Syllabus - Fuel Cell Technology (CM-504 (B))

Fundamentals

Electrochemical cells, electrolytic cell, galvanic cell, construction and working, Faraday’s law of electrolysis, problems on displacements, classification of electrodes , Nernst’s theory, single electrode potential, EMF of cell, EMF series, common types of cells.

Introduction

Potential convention, current conventions, equilibrium constants, mass transfer limited current, Cottrell equation, factors affecting reaction rate and current, mechanism involving electrode reactions, reversibility kinetics, Butler-Volmer Equations, Tafel plots , Tafel equation, equations governing modes of mass transfer –Nernst-Planck Equation, Ficks law of diffusion, concept of Helmholtz plane.

Hydrogen fuel cell

Introduction to hydrocarbon based fuel cells, general issues, fossil fuels and other fuels used, H2production from renewable sources and storage, working of H2 fuel cell, safety issues, steam reforming, internal reforming, cost estimation.
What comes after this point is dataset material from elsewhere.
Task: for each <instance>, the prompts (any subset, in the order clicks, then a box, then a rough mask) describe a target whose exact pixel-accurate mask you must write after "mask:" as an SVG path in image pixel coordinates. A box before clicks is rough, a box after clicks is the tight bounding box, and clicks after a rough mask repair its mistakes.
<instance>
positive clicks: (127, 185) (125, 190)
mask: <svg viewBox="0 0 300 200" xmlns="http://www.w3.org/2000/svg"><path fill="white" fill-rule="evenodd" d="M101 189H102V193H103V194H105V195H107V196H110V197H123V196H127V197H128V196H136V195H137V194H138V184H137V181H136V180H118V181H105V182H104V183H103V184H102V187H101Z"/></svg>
Proton Exchange Membrane Fuel Cell

Introduction, working of PEMFC, electro chemistry modeling, exchange current density, local surface over potential (activation loss), current & mass conversion, gas phase species diffusivity, membrane phase electronic conductivity, osmotic drag coefficient, back diffusion flux, fuel crossover.

Solid Oxide Fuel Cells

Introduction, working of SOFC, modeling SOFC(Nernst voltage, current distribution, & over potential of electrolytes, electric potential field) modeling current transport & potential field, activation over potential, cell potential, treatment of electrolyte interface, Ohmic over potential, Activation over potential, Modeling electrochemical potential.

Fuel Cell Systems

System processes –fuel processing, rejected heat utilization, system optimization – pressurization, temperature utilization, heat recovery, fuel cell networking, life cycle analysis of fuel cells, hybrid systems –introduction to microbial and enzymatic fuel cell.